The Cameraman, 1928.
Directed by Edward Sedgwick & Buster Keaton (uncredited).
Starring Buster Keaton, Marceline Day and Harold Goodwin.
SYNOPSIS:
Hopelessly in love with a woman working at MGM Studios, a clumsy man attempts to become a motion picture cameraman to be close to the object of his desire.
Today the name Buster Keaton means something quite different. He is someone associated with silent movie history, consigned to ignominy and remembered by very few. Film stars like Harold Lloyd, Fatty Arbuckle and Mary Pickford are equally shrouded in mystery, forgotten by many and heralded only by film historians fascinated by a past long gone. Keaton though was a founding father of slapstick comedy, Harold Lloyd a modern day Tom Cruise who performed death defying stunts, while Pickford helped create United Artists. Arbuckle is a much darker story altogether.
That is why Buster Keaton’s restored classic from 1928 demands some reverence. He pioneered independent film production and reigned over Hollywood until after the advent of sound. Alongside contemporaries who included Charlie Chaplin he wrote, produced and starred in numerous pictures controlling everything to the smallest detail. What The Cameraman does is illustrate a virtuoso of cinema who was rigorous in his preparation, fastidious about narrative progression and an unparalleled perfectionist.
What the film does is take a simple premise of romantic infatuation and weave set pieces, foot chases and melancholy interludes into its fabric. Marceline Day plays the object of Buster’s affection and this springboard allows him to indulge his gift for physical comedy and cinematic invention. Split screens are employed, stock footage worked in and extensive location work gives everything an added element of authenticity. Open air soundstages follow a sprinting Keaton up five flights of stairs, collapsing platforms give way under him during large crowd scenes, whilst one stunt sees him board a speeding fire truck on foot carrying a camera.

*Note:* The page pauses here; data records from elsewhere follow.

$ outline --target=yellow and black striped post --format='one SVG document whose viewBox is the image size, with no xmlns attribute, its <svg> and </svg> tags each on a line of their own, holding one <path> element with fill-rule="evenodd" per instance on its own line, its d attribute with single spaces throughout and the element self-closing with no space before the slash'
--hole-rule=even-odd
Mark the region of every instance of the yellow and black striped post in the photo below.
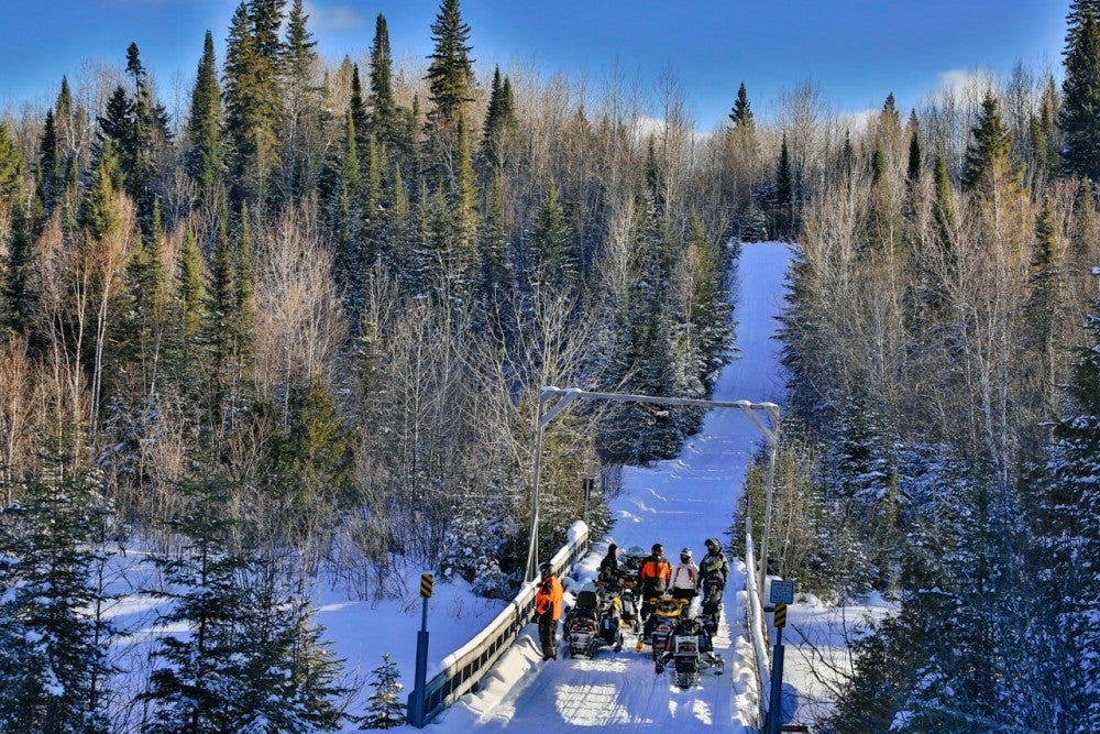
<svg viewBox="0 0 1100 734">
<path fill-rule="evenodd" d="M 409 695 L 408 720 L 417 728 L 424 728 L 424 693 L 428 678 L 428 600 L 431 599 L 431 585 L 435 577 L 431 573 L 420 574 L 420 598 L 424 609 L 420 615 L 420 632 L 416 636 L 416 679 L 413 681 L 413 693 Z"/>
</svg>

Narrative is concise, visual storytelling paramount and music essential in imbuing this love story with pathos. Sight gags display Keaton’s unrivalled physical dexterity, his sad sack demeanour is exploited for emotional investment and The Cameraman never pauses for breathe. Think of it in gaming terms where contemporary cinema is represented by an Xbox One X, while silent film translates into a ZX Spectrum. One often relies on visual flair due while the uses rudimentary techniques to enhance story unable to fall back on pretty pictures.

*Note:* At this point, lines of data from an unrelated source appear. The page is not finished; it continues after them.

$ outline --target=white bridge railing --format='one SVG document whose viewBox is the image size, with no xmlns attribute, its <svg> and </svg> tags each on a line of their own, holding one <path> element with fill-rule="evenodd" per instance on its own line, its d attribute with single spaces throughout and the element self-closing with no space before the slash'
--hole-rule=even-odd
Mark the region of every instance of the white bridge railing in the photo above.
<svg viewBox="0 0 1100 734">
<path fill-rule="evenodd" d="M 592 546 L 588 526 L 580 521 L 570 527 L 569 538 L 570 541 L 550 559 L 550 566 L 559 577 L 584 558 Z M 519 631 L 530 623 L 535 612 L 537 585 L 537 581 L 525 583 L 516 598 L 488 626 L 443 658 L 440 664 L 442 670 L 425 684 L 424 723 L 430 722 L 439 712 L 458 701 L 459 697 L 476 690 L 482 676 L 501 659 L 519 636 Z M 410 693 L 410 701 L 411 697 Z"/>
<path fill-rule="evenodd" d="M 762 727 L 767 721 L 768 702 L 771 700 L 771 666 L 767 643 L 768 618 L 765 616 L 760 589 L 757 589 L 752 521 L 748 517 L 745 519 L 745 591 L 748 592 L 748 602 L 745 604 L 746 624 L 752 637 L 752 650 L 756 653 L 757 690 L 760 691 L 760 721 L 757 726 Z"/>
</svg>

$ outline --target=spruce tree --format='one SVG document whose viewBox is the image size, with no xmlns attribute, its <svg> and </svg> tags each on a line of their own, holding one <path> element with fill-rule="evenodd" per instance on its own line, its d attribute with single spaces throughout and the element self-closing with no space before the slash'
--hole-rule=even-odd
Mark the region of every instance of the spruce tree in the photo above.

That is why the silent era can never be dismissed out of hand purely because it represents a past gone by. Without these forerunners there would be no cinema as it exists today, no techniques or terms to describe film in all its infinite variations. Keaton, Lloyd, Pickford and others did not merely push the envelope but helped build it from the ground up. This is why The Cameraman deserves its place in the Criterion collection so others can build on that legacy.